New Competitors Can = Big Changes
As paid search marketers we’re in a constant balancing act with bidding. Bidding enough to stay on top, but not overbidding to maintain the highest possible ROI.
We use all sorts of strategies to achieve that end. Bid automation is a big topic. And we’ve watched an explosion of options within Google Ads over the last two years.
We’re up to 10 available bidding strategies in Google Ads (including adding ‘Enhanced CPC’ to manual bidding).
Adding complexity to that equation—new competitors can enter the auction at any time and really change the landscape.
It happens more often than I wish it would.
Don’t get me started on the fact that since the launch of the new user interface earlier this year, all new search campaigns created in Google Ads default to a “Max Clicks” bidding strategy.
Our tests have shown this could just as well be named “for-sure-pay-the-highest-cpc-possible”.
Target Search Page Location Bidding Can Help
This scenario is exactly what happens to us every year for a client that advertises seasonal products—think snow removal.
Various new competitors enter the marketplace at different times during the season.

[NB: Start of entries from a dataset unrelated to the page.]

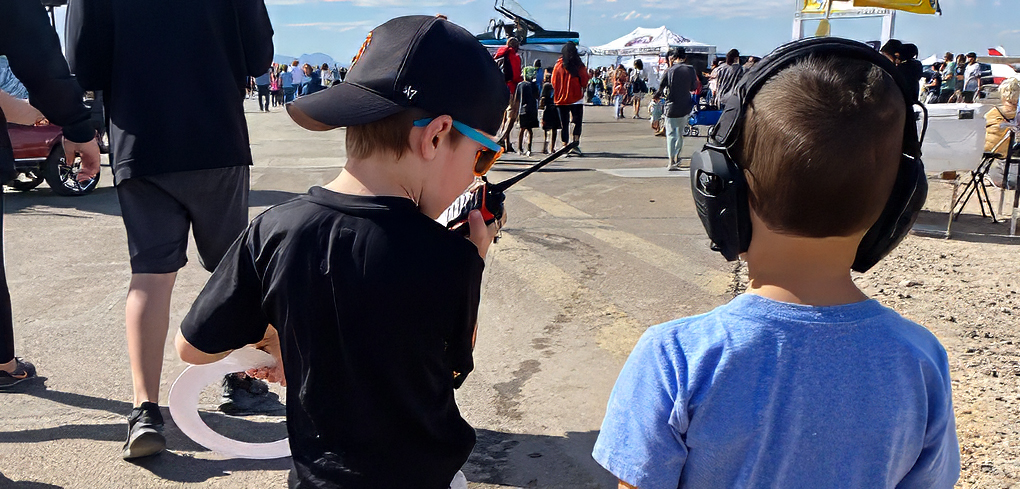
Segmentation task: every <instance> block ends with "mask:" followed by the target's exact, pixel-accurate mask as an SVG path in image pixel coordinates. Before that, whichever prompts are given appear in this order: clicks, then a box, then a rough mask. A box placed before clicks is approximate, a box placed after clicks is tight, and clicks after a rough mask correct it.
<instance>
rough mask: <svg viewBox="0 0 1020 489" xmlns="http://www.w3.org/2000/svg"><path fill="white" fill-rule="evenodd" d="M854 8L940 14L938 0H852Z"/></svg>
mask: <svg viewBox="0 0 1020 489" xmlns="http://www.w3.org/2000/svg"><path fill="white" fill-rule="evenodd" d="M854 6H855V7H881V8H891V9H895V10H904V11H907V12H913V13H928V14H932V13H938V14H940V13H942V10H941V8H939V7H938V0H854Z"/></svg>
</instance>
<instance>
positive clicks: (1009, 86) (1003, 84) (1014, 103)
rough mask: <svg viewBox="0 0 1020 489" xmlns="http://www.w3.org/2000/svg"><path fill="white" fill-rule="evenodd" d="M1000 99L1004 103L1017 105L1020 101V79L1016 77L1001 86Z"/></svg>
mask: <svg viewBox="0 0 1020 489" xmlns="http://www.w3.org/2000/svg"><path fill="white" fill-rule="evenodd" d="M999 98H1000V99H1001V100H1002V101H1003V103H1009V104H1011V105H1016V104H1017V100H1018V99H1020V79H1018V78H1016V77H1014V78H1010V79H1006V81H1005V82H1003V83H1002V84H1000V85H999Z"/></svg>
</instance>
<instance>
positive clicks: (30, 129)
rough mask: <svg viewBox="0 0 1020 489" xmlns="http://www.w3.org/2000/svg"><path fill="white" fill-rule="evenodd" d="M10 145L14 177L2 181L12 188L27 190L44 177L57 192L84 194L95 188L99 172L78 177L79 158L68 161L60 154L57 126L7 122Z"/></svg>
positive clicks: (79, 167) (30, 187)
mask: <svg viewBox="0 0 1020 489" xmlns="http://www.w3.org/2000/svg"><path fill="white" fill-rule="evenodd" d="M7 134H8V135H10V142H11V146H12V147H13V149H14V169H15V170H16V172H17V174H18V175H17V177H16V178H15V179H14V180H11V181H10V182H7V183H5V184H4V185H6V186H7V187H10V188H11V189H13V190H20V191H27V190H32V189H34V188H36V187H38V186H39V184H41V183H43V181H44V180H45V181H46V184H47V185H49V186H50V189H51V190H53V193H55V194H57V195H67V196H79V195H87V194H90V193H92V191H93V190H96V185H98V184H99V175H98V174H97V175H96V177H95V178H93V179H91V180H88V181H85V182H79V181H78V174H79V172H81V169H82V161H81V158H74V161H71V162H70V163H68V162H67V161H66V160H65V158H64V151H63V144H62V141H63V137H62V133H61V130H60V127H59V126H53V125H45V126H21V125H17V124H10V123H8V124H7Z"/></svg>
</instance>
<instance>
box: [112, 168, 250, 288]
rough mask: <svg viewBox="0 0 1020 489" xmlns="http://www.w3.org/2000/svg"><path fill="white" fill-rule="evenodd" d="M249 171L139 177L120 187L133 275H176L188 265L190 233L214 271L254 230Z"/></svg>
mask: <svg viewBox="0 0 1020 489" xmlns="http://www.w3.org/2000/svg"><path fill="white" fill-rule="evenodd" d="M249 175H250V172H249V168H248V166H231V167H226V168H214V169H199V170H194V172H179V173H172V174H160V175H151V176H146V177H134V178H131V179H127V180H123V181H121V182H119V183H117V186H116V189H117V199H119V201H120V215H121V216H123V219H124V228H125V229H126V230H127V250H129V251H130V252H131V271H132V274H170V273H173V272H176V271H179V270H181V267H182V266H184V265H185V263H187V262H188V229H189V228H191V230H192V233H193V234H194V235H195V244H196V245H197V247H198V254H199V261H200V262H201V263H202V266H203V267H205V270H208V271H209V272H212V270H213V268H215V267H216V264H217V263H219V259H220V258H222V257H223V254H224V253H225V252H226V249H227V248H228V247H230V246H231V244H233V243H234V240H236V239H237V237H238V236H239V235H240V234H241V232H242V231H244V230H245V228H246V227H247V226H248V186H249Z"/></svg>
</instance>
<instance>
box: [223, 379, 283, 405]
mask: <svg viewBox="0 0 1020 489" xmlns="http://www.w3.org/2000/svg"><path fill="white" fill-rule="evenodd" d="M222 386H223V390H222V397H221V398H220V404H219V410H220V411H222V412H224V413H226V414H231V415H247V414H272V413H278V412H281V411H283V410H286V408H287V407H286V406H284V404H282V403H281V402H279V398H278V397H277V396H276V395H275V394H273V395H270V394H269V384H266V383H265V381H261V380H258V379H255V378H252V377H249V376H248V375H246V374H244V373H237V374H227V375H226V376H225V377H223V383H222Z"/></svg>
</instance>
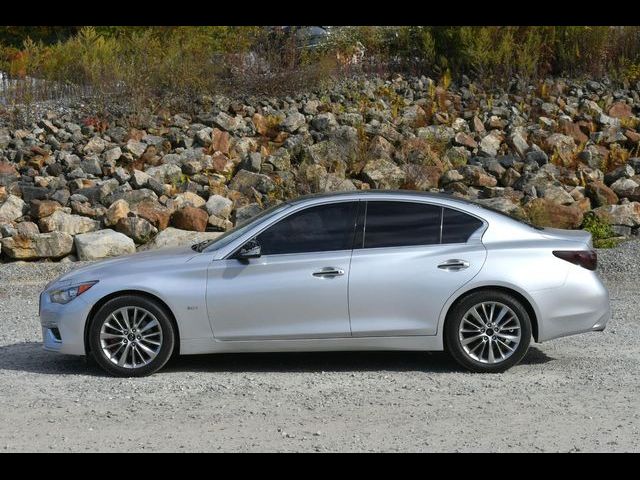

There are tons of sales from November through February. And the rest of the year doesn’t really matter.
So if we lose top-of-page position during that key sales window—we stand to lose 96% of the available traffic!
If we lose top-of-page position during that key sales window—we stand to lose 96% of the available traffic!
This is what it looks like when it happens:
Then the bid automation gets to work…
And we start to see the correction…
And Viola—Competition Foiled
Well not exactly. We still have a rising CPC to content with. Which will for sure affect profitability.
But falling off the top results or even worse to the 2nd page would do much more damage than putting a dent in profitability.
These guys are used to getting 100+ orders per day from their store during the busy season. If they only end up getting 5 orders because their ads drop off, there are no happy campers!